3 Easy Ways to Sound Great on Guitar

guitar close-upThe three easiest ways to sound great on guitar are also the easiest to overlook. At any skill level, even if it’s your first day, pay attention to these elements of your playing, and you’ll immediately stand out.

1. Tune

Tune your guitar every time you play. This is the easiest of the three. You don’t have to be an expert, and it’s not a lifelong pursuit. Just remember to do it. You can tune by ear, from a pitch reference, or with an electronic tuner. The more accurate, the better. Even if you have no clue what you’re playing, an in-tune guitar sounds worlds better than an out-of-tune guitar.

Poor intonation can undermine your tuning efforts, so check on that once in a while by tuning at the 12th fret instead of the open strings. (With proper intonation, all the fretted notes on a guitar are in tune, not just the open strings.)

If your guitar is perfectly in tune every time you play, you’ll avoid conditioning your ear to ignore out-of-tune sounds. This is essential long-term ear training, and it really pays off.

2. Tone

Honing your tone is an endless process which no guitarist abandons before death. Begin this process early, and the results will astound you and your audiences. How do you begin? Simply pay attention. Listen critically to your own playing. Record yourself whenever possible. Notice how your tone differs from that of your favorite players.

Learn what makes a difference in a guitar’s tone. And do it with your own ears; don’t just accept someone else’s judgment. If you have an electric guitar and an amp, you probably have 5-10 different knobs at your disposal already. Experiment with every one of them and take mental notes on what they do to your guitar’s sound.
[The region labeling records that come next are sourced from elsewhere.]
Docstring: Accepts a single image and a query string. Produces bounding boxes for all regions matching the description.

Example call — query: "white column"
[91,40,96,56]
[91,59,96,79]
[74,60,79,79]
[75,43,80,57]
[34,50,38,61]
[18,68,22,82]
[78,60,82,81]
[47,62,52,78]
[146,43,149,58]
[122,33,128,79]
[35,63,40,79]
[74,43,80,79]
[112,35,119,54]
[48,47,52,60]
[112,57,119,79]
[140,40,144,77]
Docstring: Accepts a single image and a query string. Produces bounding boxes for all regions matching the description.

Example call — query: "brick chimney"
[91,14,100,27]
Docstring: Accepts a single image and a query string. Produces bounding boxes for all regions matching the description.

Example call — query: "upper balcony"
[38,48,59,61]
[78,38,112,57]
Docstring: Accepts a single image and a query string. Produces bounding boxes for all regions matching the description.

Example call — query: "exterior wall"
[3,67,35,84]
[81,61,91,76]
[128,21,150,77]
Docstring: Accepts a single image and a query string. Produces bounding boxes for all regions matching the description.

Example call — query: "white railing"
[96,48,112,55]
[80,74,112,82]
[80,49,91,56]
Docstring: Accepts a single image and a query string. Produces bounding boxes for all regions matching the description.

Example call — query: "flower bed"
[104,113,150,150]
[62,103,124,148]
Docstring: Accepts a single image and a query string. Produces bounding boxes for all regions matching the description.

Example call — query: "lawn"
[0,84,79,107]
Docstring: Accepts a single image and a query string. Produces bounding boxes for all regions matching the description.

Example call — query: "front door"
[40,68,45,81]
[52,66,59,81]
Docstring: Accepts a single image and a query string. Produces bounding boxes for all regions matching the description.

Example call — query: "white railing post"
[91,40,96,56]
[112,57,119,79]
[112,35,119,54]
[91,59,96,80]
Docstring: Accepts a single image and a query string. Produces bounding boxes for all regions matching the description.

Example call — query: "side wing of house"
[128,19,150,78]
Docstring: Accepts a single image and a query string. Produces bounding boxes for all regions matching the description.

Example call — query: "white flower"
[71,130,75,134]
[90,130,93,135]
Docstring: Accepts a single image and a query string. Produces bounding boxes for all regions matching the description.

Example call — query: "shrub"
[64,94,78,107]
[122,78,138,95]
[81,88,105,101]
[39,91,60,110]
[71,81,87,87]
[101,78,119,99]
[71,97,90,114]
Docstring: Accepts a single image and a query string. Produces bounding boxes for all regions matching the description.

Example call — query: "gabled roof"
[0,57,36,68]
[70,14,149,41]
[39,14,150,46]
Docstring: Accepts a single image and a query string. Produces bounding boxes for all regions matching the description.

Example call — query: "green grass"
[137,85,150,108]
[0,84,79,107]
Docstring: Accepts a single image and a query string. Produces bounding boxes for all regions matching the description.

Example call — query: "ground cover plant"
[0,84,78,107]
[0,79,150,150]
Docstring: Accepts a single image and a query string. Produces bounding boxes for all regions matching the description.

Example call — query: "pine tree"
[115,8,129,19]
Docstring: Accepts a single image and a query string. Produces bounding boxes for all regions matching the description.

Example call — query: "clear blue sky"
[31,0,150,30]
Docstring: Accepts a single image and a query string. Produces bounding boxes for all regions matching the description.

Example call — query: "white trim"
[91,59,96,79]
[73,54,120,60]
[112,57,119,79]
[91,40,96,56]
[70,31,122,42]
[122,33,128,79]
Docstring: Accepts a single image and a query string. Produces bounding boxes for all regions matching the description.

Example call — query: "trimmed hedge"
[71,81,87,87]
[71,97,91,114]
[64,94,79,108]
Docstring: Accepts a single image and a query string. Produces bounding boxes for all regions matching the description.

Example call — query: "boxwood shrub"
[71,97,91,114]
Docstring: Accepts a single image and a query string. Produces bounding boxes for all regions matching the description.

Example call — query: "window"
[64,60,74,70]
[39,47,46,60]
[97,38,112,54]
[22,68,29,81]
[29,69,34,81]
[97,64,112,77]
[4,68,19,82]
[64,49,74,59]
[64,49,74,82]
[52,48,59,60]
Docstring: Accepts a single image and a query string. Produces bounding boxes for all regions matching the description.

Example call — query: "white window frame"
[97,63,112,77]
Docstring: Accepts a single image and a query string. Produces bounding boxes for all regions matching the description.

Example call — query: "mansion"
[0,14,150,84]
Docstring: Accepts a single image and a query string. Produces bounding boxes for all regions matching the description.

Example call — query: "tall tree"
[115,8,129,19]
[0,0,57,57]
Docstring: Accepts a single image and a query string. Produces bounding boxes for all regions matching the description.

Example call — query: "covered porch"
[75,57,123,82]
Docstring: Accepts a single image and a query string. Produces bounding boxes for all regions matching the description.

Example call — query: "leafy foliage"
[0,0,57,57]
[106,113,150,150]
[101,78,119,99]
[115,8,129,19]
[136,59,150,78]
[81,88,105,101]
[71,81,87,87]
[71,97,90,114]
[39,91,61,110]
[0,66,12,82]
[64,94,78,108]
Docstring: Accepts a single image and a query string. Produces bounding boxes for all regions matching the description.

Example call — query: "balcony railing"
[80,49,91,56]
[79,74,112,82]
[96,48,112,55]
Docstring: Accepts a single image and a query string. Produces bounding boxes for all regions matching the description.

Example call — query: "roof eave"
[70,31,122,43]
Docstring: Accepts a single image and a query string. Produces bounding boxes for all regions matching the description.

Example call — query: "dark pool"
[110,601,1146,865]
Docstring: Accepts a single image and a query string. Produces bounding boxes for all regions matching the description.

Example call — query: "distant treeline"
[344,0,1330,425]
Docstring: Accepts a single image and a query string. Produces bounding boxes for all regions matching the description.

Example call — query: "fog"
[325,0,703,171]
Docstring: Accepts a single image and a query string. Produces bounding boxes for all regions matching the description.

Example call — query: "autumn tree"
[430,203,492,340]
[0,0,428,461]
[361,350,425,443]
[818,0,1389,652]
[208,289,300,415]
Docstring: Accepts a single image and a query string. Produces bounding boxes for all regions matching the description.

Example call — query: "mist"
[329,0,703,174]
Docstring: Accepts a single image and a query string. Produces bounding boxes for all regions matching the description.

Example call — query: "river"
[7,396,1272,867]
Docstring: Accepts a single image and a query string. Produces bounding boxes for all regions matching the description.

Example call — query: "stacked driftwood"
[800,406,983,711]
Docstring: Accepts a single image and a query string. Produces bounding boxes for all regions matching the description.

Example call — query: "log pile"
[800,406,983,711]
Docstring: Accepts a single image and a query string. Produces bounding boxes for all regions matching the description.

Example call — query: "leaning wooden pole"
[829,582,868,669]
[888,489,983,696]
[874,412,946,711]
I’m referring here to your fundamental tone, whether it’s straight out of an acoustic guitar or an electric through a clean amp. Saturating your signal with effects pedals contributes to your overall sound, but it obscures what’s underneath.

Here are a few more items to experiment with:

  • pick vs. fingers
  • type/gauge/brand of pick
  • how you hold the pick
  • type/gauge/brand of strings
  • type of wood
  • pickups
  • cable
  • amp
  • speakers

Don’t fall for the myth that “good tone” actually exists. Tone is subjective, and when a guitarist is said to have “good tone,” it really means that he/she has paid close attention to his/her tone and is keenly aware of all the elements that affect it.

3. Time

Of these three elements, your sense of time (or rhythm) is the most difficult to master. Like your tone, it requires constant careful listening, and you’ll spend your life working on it. Unlike your tone, your time is about ability rather than knowledge. You need the mental ability to grasp the timing you’re after and the physical ability to execute it.

The first step toward improving your time is to use a metronome. Buy one now if you don’t own one; it’s as essential to your musical progress as your guitar. Use it daily, but don’t stop there. Play along with recordings, tap rhythms on your steering wheel, dance if you’re into that kind of thing. The physical aspect of rhythm is in your whole body. (If you think you don’t have it, just listen to James Brown until you get it. You will.)

Your sense of time goes beyond correctly playing notes or chords that last a fraction of a second. There is a whole spectrum to consider, from the micro (i.e. playing a tiny bit behind the beat on a jazz ballad) to the macro (i.e. feeling, not counting, that you’re currently playing the fourth chorus, not the third).

Like a résumé without typos or a penchant for punctuality, these three elements will lend credibility and professionalism to your playing, even if you’re short on other skills. If you take them seriously and cultivate them to the best of your ability, you will always sound great.